Though, he pushed the thought of what that meant for his relationship with Brian aside. When John went home, Brian wouldn't be with him. John wouldn't risk Brian by taking him to John's world and, John didn't think he could ever be happy, even spending his life with Brian, if he knew he'd done it at the expense of the people counting on him, if he threw away everything he'd spent his entire life working toward. It was the part he hadn't told Troy. The real reason he was perfectly happy spending all his free time with just Brian.
He was storing up the memories for when the day came he'd have to leave him.
It wasn't fair. It shouldn't have to always be a choice between duty and love. He shouldn't have to feel guilty, letting his people down by not being there to fight for them, because he'd managed to find a peace of happiness here he would never have there.
Wasn't this what his mother had wanted for him? To find peace instead of war? Was Sarah Connor still alive out there, somewhere? On some world in some dimension he couldn't see? Would she tell him he was being foolish, losing sight of the mission the way he had with Riley? Or would she be happier to know the machines weren't chasing him here?
Just the government.
And now he was the protected son all over again. One man dies and now John is too important.

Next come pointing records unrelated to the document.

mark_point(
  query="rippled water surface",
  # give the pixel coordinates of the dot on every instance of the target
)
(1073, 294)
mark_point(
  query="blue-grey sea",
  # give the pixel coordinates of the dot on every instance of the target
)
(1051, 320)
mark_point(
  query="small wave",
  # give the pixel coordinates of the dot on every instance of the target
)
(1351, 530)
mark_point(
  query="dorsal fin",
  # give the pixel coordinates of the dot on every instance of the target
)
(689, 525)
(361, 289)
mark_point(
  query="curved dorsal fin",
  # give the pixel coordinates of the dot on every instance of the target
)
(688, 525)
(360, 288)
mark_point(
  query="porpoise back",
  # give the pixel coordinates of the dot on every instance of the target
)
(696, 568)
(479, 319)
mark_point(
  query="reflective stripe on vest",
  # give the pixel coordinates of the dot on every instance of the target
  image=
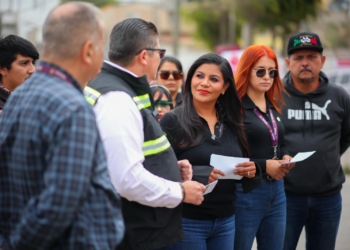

Sighing, John tossed a red rock off the roof, something a bird or lizard must have dropped while gathering for their nests. He liked Vance, respected him, even understood his reasons and his position. But, it frustrated John. He was supposed to be more than this. He was supposed to do more. Trapped here, at least he had thought he had a chance to do something to protect these people when he couldn't protect his own. But, now he was the protected one all over again.
How was he supposed to fight alongside his people when no one ever let him fight at all?
The eastern sky was stained orange and gold now, the sun still making it's slow progress into the day. The desert was waking up around him, while the nocturnal creatures returned to their beds. It looked like the start of a beautiful, clear day.
Hope for a new day.
That was what he had to hold onto, what he had to remember to get him through until they found a way home.
Hope for his world, his family, and his love for the man sleeping in the house below, whatever the future held for all of them.